Design
Overview
rsdedup is a fast, Rust-based file deduplication tool. It scans directories for duplicate files and supports multiple actions: reporting, hardlinking/symlinking, and deleting duplicates (keeping one copy).
Goals
- Fast duplicate detection across large directory trees
- Multiple comparison strategies (hash-based, size+hash, byte-for-byte)
- Multiple actions on duplicates (report, hardlink, symlink, delete)
- Safe defaults — report-only unless explicitly told to modify files
- Parallel file hashing for performance
Pipeline Architecture
rsdedup processes files through a multi-stage pipeline where each stage reduces the candidate set:
1. Scan → Walk directories, collect file metadata
2. Group → Group files by size (unique sizes eliminated)
3. Filter → Apply min-size, max-size, include/exclude filters
4. Compare → Compare candidates using the chosen strategy
5. Act → Perform the chosen action on duplicate groups
Module Structure
src/
├── main.rs — Orchestration and command dispatch
├── cli.rs — CLI definitions (clap derive)
├── scanner.rs — Directory walking with walkdir
├── grouper.rs — Group files by size
├── compare.rs — Comparison strategies (size-hash, hash, byte-for-byte)
├── hasher.rs — Hash implementations (SHA-256, xxHash, BLAKE3)
├── cache.rs — Persistent hash cache (sled)
├── action.rs — Actions: report, delete, hardlink, symlink
├── output.rs — Output formatting (text, JSON)
├── types.rs — Shared types
└── error.rs — Exit codes
Key Types
#![allow(unused)]
fn main() {
struct FileEntry {
path: PathBuf,
size: u64,
metadata: Metadata,
}
struct DuplicateGroup {
size: u64,
hash: String,
files: Vec<FileEntry>,
}
enum CompareMethod {
SizeHash,
Hash,
ByteForByte,
}
enum KeepStrategy {
First,
Newest,
Oldest,
ShortestPath,
}
}
Parallelism
- Directory walking is single-threaded (I/O bound, using
walkdir) - File comparison uses a
rayonthread pool — size groups are processed in parallel - Within a single size group, files are hashed and compared sequentially
- Thread count is configurable via
--jobs(defaults to CPU core count)
See the Parallelism chapter for details on controlling thread count and when parallelism helps most.
Cache Design
The hash cache uses sled, an embedded key-value store at ~/.rsdedup/cache.db. Each entry maps a file path to its metadata (size, mtime, inode) and hash values (partial and full). Cache entries are invalidated when any metadata field changes.
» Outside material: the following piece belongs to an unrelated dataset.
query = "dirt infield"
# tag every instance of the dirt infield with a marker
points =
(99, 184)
The cache merges partial and full hashes — computing one doesn’t overwrite the other.
See the Hash Cache chapter for details.
Safety
- Default action is report-only — no files are modified unless explicitly requested
--dry-runshows what would happen without making changes- No cross-filesystem hardlinks — detected and reported as errors
- Symlink loops are avoided by not following symlinks by default
Exit Codes
| Code | Meaning |
|---|---|
0 | Success, no duplicates found |
1 | Success, duplicates found |
2 | Error |
This makes rsdedup scriptable (e.g. rsdedup report && echo "clean").
Dependencies
| Crate | Purpose |
|---|---|
clap | CLI argument parsing |
clap_complete | Shell completion generation |
walkdir | Recursive directory traversal |
rayon | Parallel hashing |
sha2 | SHA-256 |
xxhash-rust | xxHash (xxh3-128) |
blake3 | BLAKE3 |
sled | Embedded key-value cache |
bincode | Cache entry serialization |
serde / serde_json | JSON output |
globset | Include/exclude glob matching |
anyhow | Error handling |